It's been a little over a day since the Sukhoi Superjet-100 went missing over the skies of Bogor, and the news since then has been nothing but gloom. About 50 were on board, and it appears none survived as the Russian-made plane hit the side of Mount Salak.
Each of those lives taken was a life taken too soon. Good times never had. Old age never reached. Proper goodbyes never said.
There was one name on the list of passengers that was familiar to me. Femi Adi from Bloomberg News (listed as Femi, but it has been confirmed that it is her) was a young journalist I met last May while observing a prayer rally organised in Jakarta by the Islamic Defenders Front to mourn the death of Osama bin Laden.
It was a fairly tense affair, with nearly a thousand slightly-riled, white-robed men crammed into a mosque to listen to speakers stoking their anger over the death of bin Laden. Clustered outside the back of the hall were me and more than a dozen journalists, mostly Indonesians with a handful from overseas.

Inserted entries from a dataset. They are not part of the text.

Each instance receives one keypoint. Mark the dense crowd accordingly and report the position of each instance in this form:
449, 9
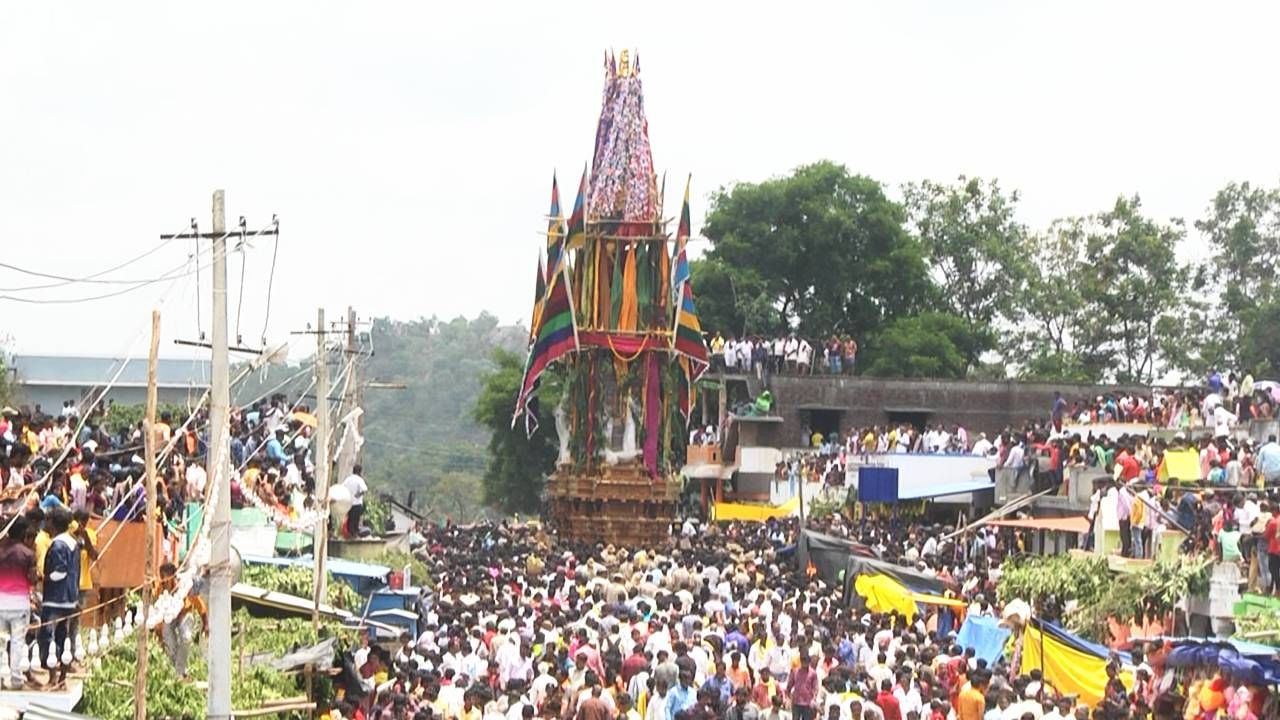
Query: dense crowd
720, 623
786, 354
63, 474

I must have appeared a little bewildered by what I saw, because Femi approached me and said hello. She asked me where I was from and what I was doing there, and I answered and asked her the same. She then offered to translate some of the firebrand speeches for me, helping me to make sense of what was going on.
After a brief lull in proceedings, there was an announcement. She tugged at my shirt and said, "Come on, they're going to hold a press conference." The idea of extremists holding a press conference seemed strange to me, but emboldened by her confidence I wandered forward with the other journalists.
A microphone was offered to the journalists, and most of us were reluctant to speak up. But not Femi. She happily grabbed it, introduced herself by name and by organisation (there would be few more identifiably American news brands than Bloomberg, so it was an especially bold move) and proceeded to ask a question. I'm not sure what she asked, but she was impressive in her bravado.
Afterwards we swapped contact details and exchanged a few emails, including one in which I asked if she knew of any job opportunities.
There was nothing especially poetic in what either of us wrote via email, but just rereading her words today it struck me that they capture some of the joie de vivre she demonstrated in person:
---Your name looks so-Indonesian. :) ---
Its nice to meet you too in the FPI event, Ari. I quit shortly after things done. :)
I have read your blog. Its a nice blog with informal writings wrapping the great content. I like it. :) I also have a blog, femiadi.com, but it is not as good as your blog. It's just a daily-life-stories about corkscrew, travels, friendship, etc.
So, you leave ossie to stay with your partner and work in Indonesia? That's amazing! I will let you know if any media needs a journalist. I have been working in Jakarta since 2003 for Kontan newspaper. My hometown is in Yogyakarta. I moved to Bloomberg since last year.
Let me know if you have some time for having coffee or beer. I have to go out to the south jakarta court for abu bakar bashir trial.
Sadly I never did take up the offer of a coffee or beer, and now it seems the chance has gone forever.
Bodies are still being pulled from the rubble, and so far no individuals have been confirmed as among the dead. So there's always a chance of a miracle.
I didn't know Femi well, but in this brief tribute online at Republika, she is described as gentle, kind and friendly. Sounds just like the person I'd met.
She was also very lively online, operating a blog at femiadi.com and being active on a swag of social media sites.
Farewell, Femi. The world's a poorer place without you.